Aug. 1 (Bloomberg) -- Coach Inc. Chief Executive Officer Lew Frankfort has beaten Wall Street sales estimates in 85 percent of all quarters for the past five years, through good times and bad.
Not yesterday, when Coach reported North American comparable sales that missed analysts’ predictions as well as its own projection. Concerned about Coach’s ability to hold on to its market share, investors pushed the stock down the most in almost 11 years.
The largest U.S. maker of luxury leather goods is facing rising competition from companies, such as Michael Kors Holdings Ltd., piling into the lucrative handbag category that Coach has dominated for more than a decade. A slowdown in U.S. consumer spending amid weak economic growth hasn’t helped. Analysts at Piper Jaffray Cos. and Jefferies Group Inc. yesterday dropped their recommendations that investors buy the shares.
“Coach needs to sustain the strength of their full-line stores and reinstate consumer interest” in their outlet stores, Matt Arnold, a Des Peres, Missouri-based analyst with Edward Jones & Co., who recommends buying the shares, said in a telephone interview. “That is not going to be easy in this environment.”
Coach, based in New York, helped invent mass luxury with $299 handbags that are affordable for middle-income consumers. As the U.S. market pioneer, the company reaped the rewards. For the past 12 quarters, revenue has grown an average of 14 percent. Net income has risen 14 percent or more in each quarter of Coach’s just-finished year.

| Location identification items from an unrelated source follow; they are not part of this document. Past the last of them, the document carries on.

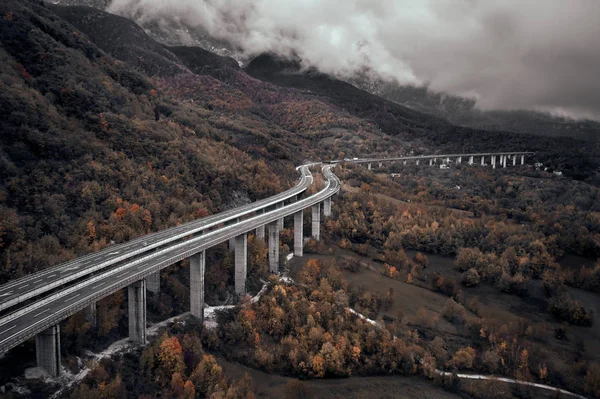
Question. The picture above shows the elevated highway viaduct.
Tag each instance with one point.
(45, 298)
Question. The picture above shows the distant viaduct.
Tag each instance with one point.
(35, 304)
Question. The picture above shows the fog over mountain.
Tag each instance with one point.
(507, 54)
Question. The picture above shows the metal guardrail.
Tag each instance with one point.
(190, 228)
(416, 157)
(204, 242)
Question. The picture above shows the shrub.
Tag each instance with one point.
(421, 259)
(570, 310)
(454, 311)
(463, 358)
(470, 278)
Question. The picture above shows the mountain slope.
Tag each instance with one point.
(88, 154)
(98, 147)
(464, 112)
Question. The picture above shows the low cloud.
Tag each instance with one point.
(509, 54)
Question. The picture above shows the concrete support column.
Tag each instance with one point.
(197, 267)
(298, 233)
(327, 207)
(316, 221)
(280, 221)
(241, 263)
(260, 232)
(136, 297)
(47, 350)
(274, 247)
(91, 314)
(153, 283)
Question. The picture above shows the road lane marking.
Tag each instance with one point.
(73, 297)
(10, 328)
(42, 312)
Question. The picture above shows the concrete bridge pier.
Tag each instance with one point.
(136, 298)
(327, 207)
(91, 314)
(47, 350)
(280, 221)
(153, 283)
(274, 247)
(241, 263)
(316, 221)
(197, 267)
(260, 232)
(298, 233)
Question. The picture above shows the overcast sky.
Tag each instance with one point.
(509, 54)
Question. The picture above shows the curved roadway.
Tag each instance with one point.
(28, 322)
(22, 289)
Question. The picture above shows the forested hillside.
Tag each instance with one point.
(98, 147)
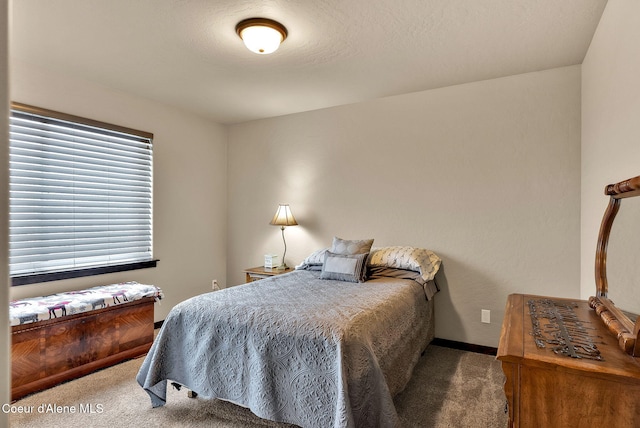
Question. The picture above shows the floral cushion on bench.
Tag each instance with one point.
(43, 308)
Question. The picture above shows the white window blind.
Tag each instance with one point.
(80, 194)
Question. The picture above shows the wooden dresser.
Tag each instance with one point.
(546, 389)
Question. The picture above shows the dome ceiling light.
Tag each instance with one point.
(261, 35)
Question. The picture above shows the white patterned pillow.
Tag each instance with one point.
(416, 259)
(344, 246)
(344, 267)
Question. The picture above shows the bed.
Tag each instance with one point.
(311, 347)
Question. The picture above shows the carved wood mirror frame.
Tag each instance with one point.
(625, 329)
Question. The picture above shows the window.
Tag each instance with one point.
(80, 197)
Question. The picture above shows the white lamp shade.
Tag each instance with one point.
(261, 40)
(283, 217)
(261, 35)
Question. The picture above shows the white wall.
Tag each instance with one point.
(5, 341)
(485, 174)
(610, 120)
(189, 179)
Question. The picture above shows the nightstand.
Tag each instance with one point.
(260, 272)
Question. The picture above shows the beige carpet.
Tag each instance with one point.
(450, 388)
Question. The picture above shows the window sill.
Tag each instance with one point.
(57, 276)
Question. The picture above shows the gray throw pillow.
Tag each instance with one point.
(344, 267)
(348, 247)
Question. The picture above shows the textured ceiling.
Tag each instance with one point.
(186, 52)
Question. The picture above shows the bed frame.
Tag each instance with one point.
(46, 353)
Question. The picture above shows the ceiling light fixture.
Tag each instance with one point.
(261, 35)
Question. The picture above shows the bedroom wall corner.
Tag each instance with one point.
(610, 125)
(5, 339)
(485, 174)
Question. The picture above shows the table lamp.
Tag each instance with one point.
(283, 218)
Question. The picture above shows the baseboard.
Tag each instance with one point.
(479, 349)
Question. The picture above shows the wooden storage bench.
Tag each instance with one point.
(46, 353)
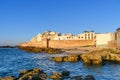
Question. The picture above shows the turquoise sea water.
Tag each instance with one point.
(13, 60)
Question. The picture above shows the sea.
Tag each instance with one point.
(13, 60)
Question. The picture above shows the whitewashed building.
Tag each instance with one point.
(103, 39)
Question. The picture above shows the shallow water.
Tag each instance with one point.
(13, 60)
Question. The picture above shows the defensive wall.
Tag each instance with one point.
(59, 43)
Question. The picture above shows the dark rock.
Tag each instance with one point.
(89, 77)
(8, 78)
(76, 78)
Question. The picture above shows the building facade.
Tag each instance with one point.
(103, 39)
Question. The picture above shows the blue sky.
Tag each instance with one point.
(20, 20)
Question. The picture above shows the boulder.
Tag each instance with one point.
(56, 76)
(65, 74)
(8, 78)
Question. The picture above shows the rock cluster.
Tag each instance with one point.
(37, 74)
(40, 50)
(69, 58)
(94, 57)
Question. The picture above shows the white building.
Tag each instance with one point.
(117, 37)
(102, 39)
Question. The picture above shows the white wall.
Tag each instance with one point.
(102, 39)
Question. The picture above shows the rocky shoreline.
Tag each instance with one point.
(38, 74)
(93, 57)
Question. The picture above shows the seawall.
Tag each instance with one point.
(59, 43)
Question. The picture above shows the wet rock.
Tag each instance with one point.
(57, 59)
(8, 78)
(76, 78)
(89, 77)
(34, 74)
(56, 76)
(72, 58)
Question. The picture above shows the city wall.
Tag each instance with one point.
(59, 43)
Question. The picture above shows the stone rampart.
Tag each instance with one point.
(59, 43)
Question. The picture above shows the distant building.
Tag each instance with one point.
(117, 37)
(103, 39)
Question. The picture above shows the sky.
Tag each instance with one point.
(20, 20)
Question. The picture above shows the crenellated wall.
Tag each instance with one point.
(59, 43)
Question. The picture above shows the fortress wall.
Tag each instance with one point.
(69, 43)
(34, 44)
(59, 43)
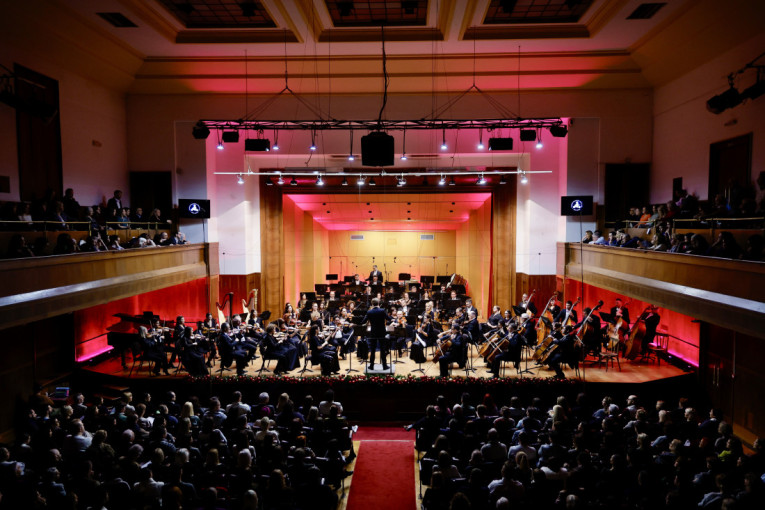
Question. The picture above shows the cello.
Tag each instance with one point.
(542, 328)
(635, 340)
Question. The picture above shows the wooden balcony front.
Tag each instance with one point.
(719, 291)
(41, 287)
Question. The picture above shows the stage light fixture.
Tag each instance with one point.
(528, 135)
(500, 144)
(200, 131)
(230, 137)
(559, 131)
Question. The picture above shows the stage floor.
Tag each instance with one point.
(629, 372)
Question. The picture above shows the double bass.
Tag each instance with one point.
(543, 330)
(635, 340)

Frankfort, speaking to investors on a conference call yesterday, reiterated his long-term goals for the company.
The Coach team is “very confident in our long-term growth prospects and our ability to drive our business at a double-digit pace,” Frankfort said.
Sales at North American stores open at least a year advanced 1.7 percent in the quarter ended June 30, compared with a gain of 10 percent a year earlier. Jennifer Davis, an analyst at Lazard Capital Markets, had projected an increase of 5 percent. Coach forecast growth of at least the same pace as the previous quarter’s 6.7 percent gain.
Kors’s North American comparable sales soared 37 percent in its most recent quarter.
Market share losses hurt Coach’s comparable sales, Michael Binetti, a UBS AG analyst, wrote in a note to clients yesterday.
Coach fell 19 percent to $49.33 at the close in New York yesterday, for the biggest drop since Sept. 17, 2001. The shares, down 19 percent this year, had almost tripled in value from the beginning of 2009 to the end of 2011.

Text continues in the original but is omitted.